Burney Elementary, Bryan Elementary and Advantage Academy of Hillsborough will be protected by an officer from PCPD until approximately the first week of September, when the Hillsborough staff members should be trained and ready to take the position full-time.
“It’s just an added layer of protection at the schools for safety concerns,” Duncan said. “It should be somewhat comforting to know there is an officer on scene. He’s on campus, just that visual deterrent alone could make a difference.”
Duncan said that it is an opportunity to have immediate access to the source. He said often following a school shooting people begin to reflect on what they could have done to prevent the tragedy from occurring. His officers will be there every day. The hope is they will build a rapport and a relationship with the students to help identify warning signs in advance and potentially be able to stop an incident from occurring.
“We’re all partly responsible for our own safety,” Duncan said. “That whole campaign about ‘see something, say something,’ that is something that is very important. As good as law enforcement is at their job — and I feel strongly about that — we’re only as good as our partnerships that we’ve formed with the community and our business partners. If we can get those relationships in the schools where people are more open and giving us information and not worried about those titles of being a snitch, in reality, it’s beyond titles now, people are actually dying. Massive numbers of young men and women have lost their lives, which needs to stop.”
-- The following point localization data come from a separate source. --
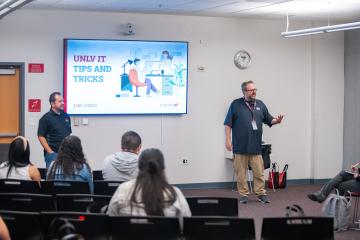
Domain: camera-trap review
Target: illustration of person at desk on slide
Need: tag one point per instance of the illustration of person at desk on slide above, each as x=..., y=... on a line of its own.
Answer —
x=134, y=80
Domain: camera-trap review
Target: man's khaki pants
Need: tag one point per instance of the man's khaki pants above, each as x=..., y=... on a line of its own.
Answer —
x=241, y=163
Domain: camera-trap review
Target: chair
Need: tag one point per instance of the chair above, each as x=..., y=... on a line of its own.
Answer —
x=26, y=202
x=19, y=186
x=320, y=228
x=65, y=187
x=23, y=225
x=356, y=220
x=213, y=206
x=97, y=175
x=218, y=228
x=80, y=202
x=106, y=187
x=43, y=172
x=149, y=228
x=91, y=226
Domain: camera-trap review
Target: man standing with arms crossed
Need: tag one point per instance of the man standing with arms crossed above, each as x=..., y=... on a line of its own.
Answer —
x=54, y=126
x=244, y=120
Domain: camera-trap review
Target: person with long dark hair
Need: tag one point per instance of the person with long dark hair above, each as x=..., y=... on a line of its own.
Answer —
x=70, y=163
x=150, y=194
x=18, y=165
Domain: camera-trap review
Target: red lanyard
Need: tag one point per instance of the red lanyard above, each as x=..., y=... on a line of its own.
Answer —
x=251, y=109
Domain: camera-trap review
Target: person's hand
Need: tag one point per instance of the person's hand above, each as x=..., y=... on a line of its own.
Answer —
x=228, y=145
x=278, y=119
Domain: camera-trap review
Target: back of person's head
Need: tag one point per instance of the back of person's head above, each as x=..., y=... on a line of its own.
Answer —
x=130, y=142
x=19, y=153
x=151, y=183
x=52, y=97
x=70, y=157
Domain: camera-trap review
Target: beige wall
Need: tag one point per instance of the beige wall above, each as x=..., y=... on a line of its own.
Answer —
x=298, y=77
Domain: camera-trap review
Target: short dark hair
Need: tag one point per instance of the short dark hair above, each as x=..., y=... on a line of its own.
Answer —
x=52, y=96
x=130, y=141
x=244, y=84
x=19, y=154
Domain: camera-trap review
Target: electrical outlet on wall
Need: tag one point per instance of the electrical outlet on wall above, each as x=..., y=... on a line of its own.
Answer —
x=185, y=161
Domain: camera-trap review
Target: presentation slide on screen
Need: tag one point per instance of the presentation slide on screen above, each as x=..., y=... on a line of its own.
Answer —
x=125, y=77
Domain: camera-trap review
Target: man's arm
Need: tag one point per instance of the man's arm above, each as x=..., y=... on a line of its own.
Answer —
x=228, y=143
x=45, y=144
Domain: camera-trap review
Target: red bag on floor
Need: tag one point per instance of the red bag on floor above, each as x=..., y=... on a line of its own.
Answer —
x=277, y=179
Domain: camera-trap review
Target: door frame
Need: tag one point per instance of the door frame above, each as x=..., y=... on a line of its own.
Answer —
x=21, y=66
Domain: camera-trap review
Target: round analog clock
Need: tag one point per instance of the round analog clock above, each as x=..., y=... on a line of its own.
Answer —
x=242, y=59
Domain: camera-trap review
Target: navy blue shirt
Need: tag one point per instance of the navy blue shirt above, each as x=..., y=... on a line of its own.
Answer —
x=245, y=139
x=54, y=127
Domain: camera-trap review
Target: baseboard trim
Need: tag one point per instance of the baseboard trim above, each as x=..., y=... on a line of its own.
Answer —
x=230, y=184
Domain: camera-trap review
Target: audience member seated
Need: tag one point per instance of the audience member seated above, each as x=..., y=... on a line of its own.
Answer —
x=70, y=163
x=4, y=232
x=18, y=165
x=344, y=181
x=123, y=166
x=149, y=194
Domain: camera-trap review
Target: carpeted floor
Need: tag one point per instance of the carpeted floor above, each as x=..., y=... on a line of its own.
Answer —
x=295, y=194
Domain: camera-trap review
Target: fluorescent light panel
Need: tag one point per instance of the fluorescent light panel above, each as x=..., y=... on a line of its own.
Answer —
x=325, y=29
x=5, y=10
x=11, y=5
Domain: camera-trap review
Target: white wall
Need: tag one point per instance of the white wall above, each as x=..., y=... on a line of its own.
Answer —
x=292, y=75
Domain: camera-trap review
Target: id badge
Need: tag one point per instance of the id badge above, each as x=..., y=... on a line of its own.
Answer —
x=253, y=123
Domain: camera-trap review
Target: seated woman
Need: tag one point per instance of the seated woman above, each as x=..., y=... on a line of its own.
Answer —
x=344, y=181
x=70, y=163
x=18, y=165
x=150, y=194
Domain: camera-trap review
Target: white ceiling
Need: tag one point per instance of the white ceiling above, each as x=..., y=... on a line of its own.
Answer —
x=335, y=10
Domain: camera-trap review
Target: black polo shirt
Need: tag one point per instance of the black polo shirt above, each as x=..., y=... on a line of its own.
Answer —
x=245, y=139
x=54, y=127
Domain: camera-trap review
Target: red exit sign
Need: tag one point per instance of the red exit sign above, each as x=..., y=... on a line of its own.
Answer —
x=36, y=67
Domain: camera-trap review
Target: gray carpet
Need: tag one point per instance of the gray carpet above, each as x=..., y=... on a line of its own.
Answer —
x=279, y=200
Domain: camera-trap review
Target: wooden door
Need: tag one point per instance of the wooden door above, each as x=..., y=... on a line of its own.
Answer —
x=9, y=109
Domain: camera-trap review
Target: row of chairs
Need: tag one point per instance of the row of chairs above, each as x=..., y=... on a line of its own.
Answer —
x=97, y=174
x=101, y=187
x=27, y=225
x=199, y=206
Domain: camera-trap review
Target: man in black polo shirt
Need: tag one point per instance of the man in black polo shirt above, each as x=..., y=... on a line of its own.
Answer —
x=54, y=126
x=244, y=120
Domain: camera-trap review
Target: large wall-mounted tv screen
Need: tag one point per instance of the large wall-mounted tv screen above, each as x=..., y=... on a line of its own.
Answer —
x=125, y=77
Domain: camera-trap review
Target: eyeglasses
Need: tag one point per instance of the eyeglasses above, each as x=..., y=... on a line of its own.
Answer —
x=252, y=90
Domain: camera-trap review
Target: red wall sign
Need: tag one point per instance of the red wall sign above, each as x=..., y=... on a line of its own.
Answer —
x=36, y=67
x=34, y=105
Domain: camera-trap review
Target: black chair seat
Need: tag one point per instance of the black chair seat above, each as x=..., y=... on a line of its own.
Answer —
x=106, y=187
x=90, y=225
x=26, y=202
x=65, y=187
x=81, y=202
x=149, y=228
x=213, y=228
x=23, y=225
x=19, y=186
x=213, y=206
x=320, y=228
Duncan recommends parents sit their children down and discuss the realities of school safety. Having an open line of communication between children and parents can help ease any residual fears. Soon, the appearance of an armed guard will be commonplace. For the younger children in the elementary schools that PCPD is caring for there will soon come a day when they won’t remember not having an armed security officer roaming the halls.
Building a level of trust between the students and the personnel will only increase the chance the officers have of being able to keep an attack from happening here in Plant City, Duncan said.
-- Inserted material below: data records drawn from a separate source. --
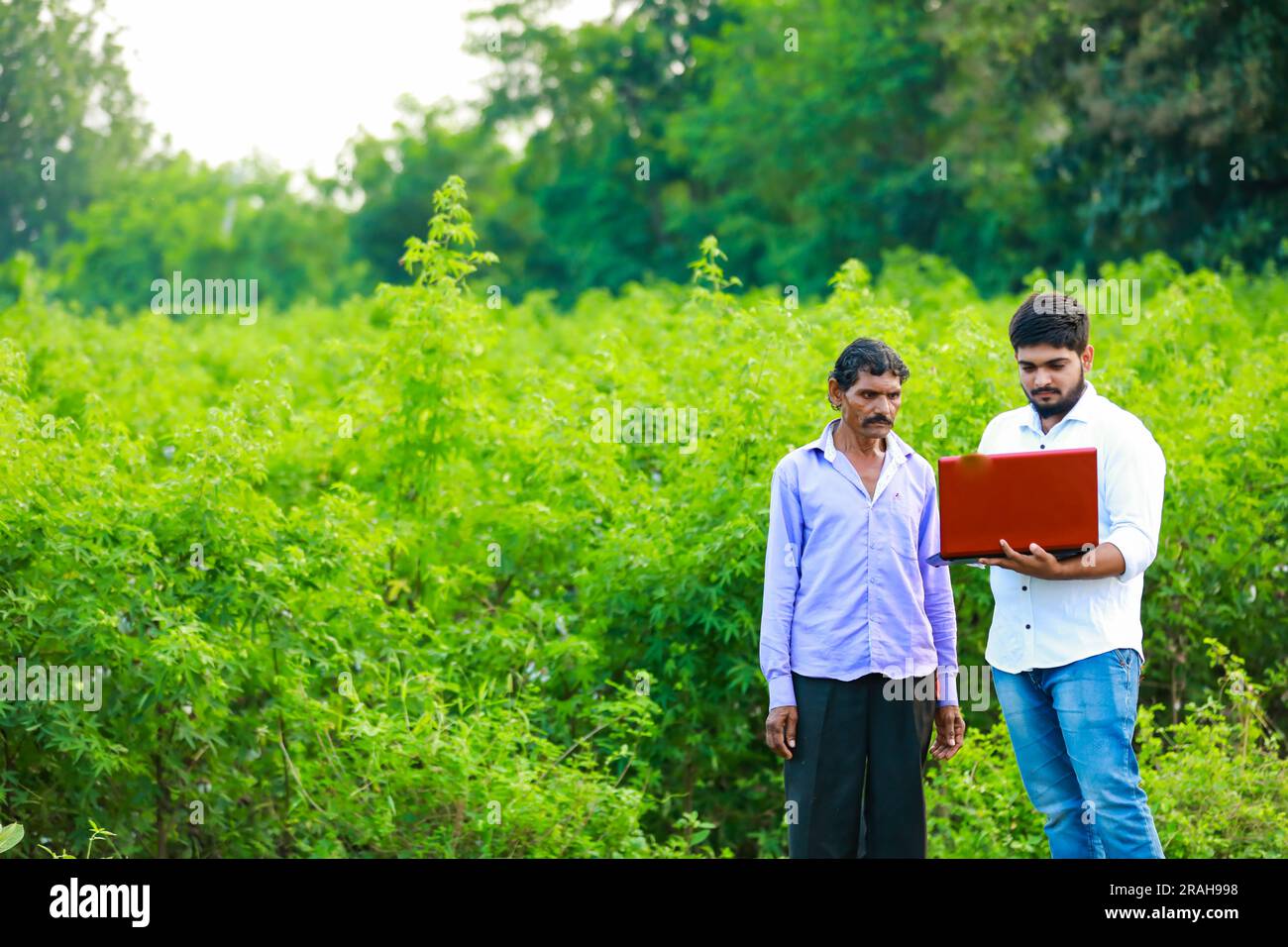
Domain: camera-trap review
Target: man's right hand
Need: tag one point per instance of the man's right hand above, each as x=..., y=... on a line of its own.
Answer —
x=781, y=731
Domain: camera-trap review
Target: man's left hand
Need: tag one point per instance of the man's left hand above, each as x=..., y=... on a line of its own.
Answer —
x=949, y=732
x=1038, y=564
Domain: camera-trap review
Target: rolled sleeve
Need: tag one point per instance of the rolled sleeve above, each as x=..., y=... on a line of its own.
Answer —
x=1133, y=500
x=940, y=608
x=782, y=581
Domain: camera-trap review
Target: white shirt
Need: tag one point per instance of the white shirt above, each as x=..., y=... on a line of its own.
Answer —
x=1044, y=622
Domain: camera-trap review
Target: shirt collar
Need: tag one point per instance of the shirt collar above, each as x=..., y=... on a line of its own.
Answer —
x=1081, y=411
x=896, y=445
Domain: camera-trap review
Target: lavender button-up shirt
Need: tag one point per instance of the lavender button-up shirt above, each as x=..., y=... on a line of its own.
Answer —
x=848, y=585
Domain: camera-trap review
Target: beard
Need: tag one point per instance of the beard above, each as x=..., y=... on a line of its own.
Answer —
x=1063, y=405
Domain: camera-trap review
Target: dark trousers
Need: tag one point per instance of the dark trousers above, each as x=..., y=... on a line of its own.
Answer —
x=855, y=774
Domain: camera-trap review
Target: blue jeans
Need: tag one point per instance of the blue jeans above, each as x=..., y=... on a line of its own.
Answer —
x=1072, y=728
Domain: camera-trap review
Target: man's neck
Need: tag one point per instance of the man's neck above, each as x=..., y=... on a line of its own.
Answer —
x=848, y=442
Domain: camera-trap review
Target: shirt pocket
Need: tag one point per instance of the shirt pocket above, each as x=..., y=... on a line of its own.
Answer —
x=900, y=532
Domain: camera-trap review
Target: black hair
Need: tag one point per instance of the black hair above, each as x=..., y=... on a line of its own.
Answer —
x=1051, y=318
x=867, y=355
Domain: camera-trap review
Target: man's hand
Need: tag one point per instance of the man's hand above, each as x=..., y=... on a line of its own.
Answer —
x=949, y=732
x=1039, y=564
x=1106, y=560
x=781, y=731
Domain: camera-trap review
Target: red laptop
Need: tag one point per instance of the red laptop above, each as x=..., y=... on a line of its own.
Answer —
x=1048, y=497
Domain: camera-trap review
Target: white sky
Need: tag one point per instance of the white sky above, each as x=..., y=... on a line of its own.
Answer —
x=295, y=78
“This was a significant impact for Hillsborough County because Hillsborough County is the eighth largest school district in the nation and the third largest in the state of Florida. It would be much simpler if you only had maybe 50 school sites to cover, but when you’re talking about 280 that’s a tremendous impact.”
The temporary officers will undergo Critical Incident Response Training, which will be conducted through the Hillsborough County Sheriff’s Office later this month. The incoming guardians, or armed security officers, will receive 132 hours of training for the new role. Duncan said much of that education involves the training officers receive every year like active shooter scenarios and firearms proficiency.
Duncan said the training essentially focuses on how to identify and immediately stop a threat. He likened it to one of the more recent school shootings in which a school resource officer had to traverse across campus to take down the shooter. “A lot of damage can take place in seconds,” he said. As large as some campuses are, even the two minutes that it could take for them to get to the area in question could allow massive casualties to be inflicted.
This may not be the final answer to preventing the attacks, but it is where Florida has decided to start.
“The school shootings are having the same impact on schools that 9/11 had on airports,” Duncan said. “It’s a new era we’re approaching. It’s state statute now. It’s law that every school campus will have an armed officer on the campus full time. It’s a transition that has evolved out of the necessity to keep our children safe.”